For safer Gurugram roads, GMDA to adopt AI solutions
Kulwinder Sandhu
Gurugram, March 17
The Gurugram Metropolitan Development Authority (GMDA) has planned to transition from the conventional method of monitoring and maintenance to artificial intelligence (AI) solutions for the repairing and upkeep of roads.
The GMDA has invited tenders for the selection of an agency to conduct surveys, monitoring and maintenance of roads using AI solutions. The last date for inviting tenders is April 18, and the bids will be opened on April 19.
Gurugram has an extensive road network spanning 300 km managed traditionally through manual surveys and estimations, jointly by the MC and the PWD. However, the GMDA now intends to enhance its maintenance strategies by adopting AI-based solutions.

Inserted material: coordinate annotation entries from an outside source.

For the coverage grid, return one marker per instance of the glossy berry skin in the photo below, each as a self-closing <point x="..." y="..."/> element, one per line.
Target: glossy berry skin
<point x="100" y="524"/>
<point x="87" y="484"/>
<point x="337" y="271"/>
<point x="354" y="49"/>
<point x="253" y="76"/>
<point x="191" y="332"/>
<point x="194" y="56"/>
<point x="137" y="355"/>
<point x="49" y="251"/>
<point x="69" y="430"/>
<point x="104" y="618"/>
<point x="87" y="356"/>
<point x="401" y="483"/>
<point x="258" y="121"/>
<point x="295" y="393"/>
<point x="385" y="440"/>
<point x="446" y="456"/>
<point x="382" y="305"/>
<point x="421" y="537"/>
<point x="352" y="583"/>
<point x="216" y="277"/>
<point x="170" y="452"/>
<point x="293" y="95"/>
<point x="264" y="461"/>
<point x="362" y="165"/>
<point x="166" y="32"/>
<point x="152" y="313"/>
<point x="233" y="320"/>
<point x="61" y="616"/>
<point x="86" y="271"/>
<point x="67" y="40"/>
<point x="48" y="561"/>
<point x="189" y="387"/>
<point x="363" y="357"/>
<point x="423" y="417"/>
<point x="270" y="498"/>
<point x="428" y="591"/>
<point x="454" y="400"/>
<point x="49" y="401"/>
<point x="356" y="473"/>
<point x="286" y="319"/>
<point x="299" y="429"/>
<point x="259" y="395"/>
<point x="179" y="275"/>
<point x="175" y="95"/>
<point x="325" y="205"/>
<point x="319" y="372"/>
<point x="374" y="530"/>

The main objectives of switching to AI solutions are to enhance efficiency and cost-effectiveness in road maintenance operations. Moreover, the proposed approach entails comprehensive automation, enabling automated surveys and validations, significantly reducing the need for extensive manpower. With AI at its core, GMDA looks forward to adopting modern-day technologies for streamlined and optimised road maintenance practices in Gurugram city.

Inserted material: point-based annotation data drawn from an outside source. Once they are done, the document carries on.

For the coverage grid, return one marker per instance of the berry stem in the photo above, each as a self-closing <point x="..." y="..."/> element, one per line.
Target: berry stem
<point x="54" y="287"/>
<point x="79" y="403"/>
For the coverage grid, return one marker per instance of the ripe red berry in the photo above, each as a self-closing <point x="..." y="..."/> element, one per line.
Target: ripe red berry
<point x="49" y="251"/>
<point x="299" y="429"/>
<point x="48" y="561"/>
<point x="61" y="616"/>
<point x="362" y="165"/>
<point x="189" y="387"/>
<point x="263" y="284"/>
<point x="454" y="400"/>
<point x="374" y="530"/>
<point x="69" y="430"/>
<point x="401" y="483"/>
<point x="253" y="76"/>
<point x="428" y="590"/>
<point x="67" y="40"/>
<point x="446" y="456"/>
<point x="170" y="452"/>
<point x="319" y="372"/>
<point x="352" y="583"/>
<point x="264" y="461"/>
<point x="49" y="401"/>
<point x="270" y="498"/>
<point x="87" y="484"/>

A total of 12 surveys will be conducted by the selected agency every month. Each survey will cover the full length of roads so that road health data for the entire road network can be obtained on a monthly basis. This data may further be used in road maintenance, estimations, etc.
The system will also record videos with GPS coordination so that the system can capture road pavement anomalies, including potholes, cracks and patches. It will also record road furniture anomalies, including missing or faded lane markers, boundary markers, kerb paint, road signs, zebra crossings, speed breakers, missing median vegetation and streetlights. This will help generate area estimation for potholes and web cracks to aid detailed project report (DPR) preparations.
The AI system will be enabled for GPS correction of tunnels and underpasses. Besides, it will enable the identification of road defects, which will be marked on a centralised map and visualised by a special team of the engineering wing. These defects will be communicated to officials and contractors through an automated system for prompt repairs.
Advantages over traditional methods
- AI systems excel in detecting potholes and other road hazards swiftly and with greater accuracy compared to human inspectors.
- Moreover, they necessitate less human intervention, thereby potentially reducing costs associated with manual inspection processes.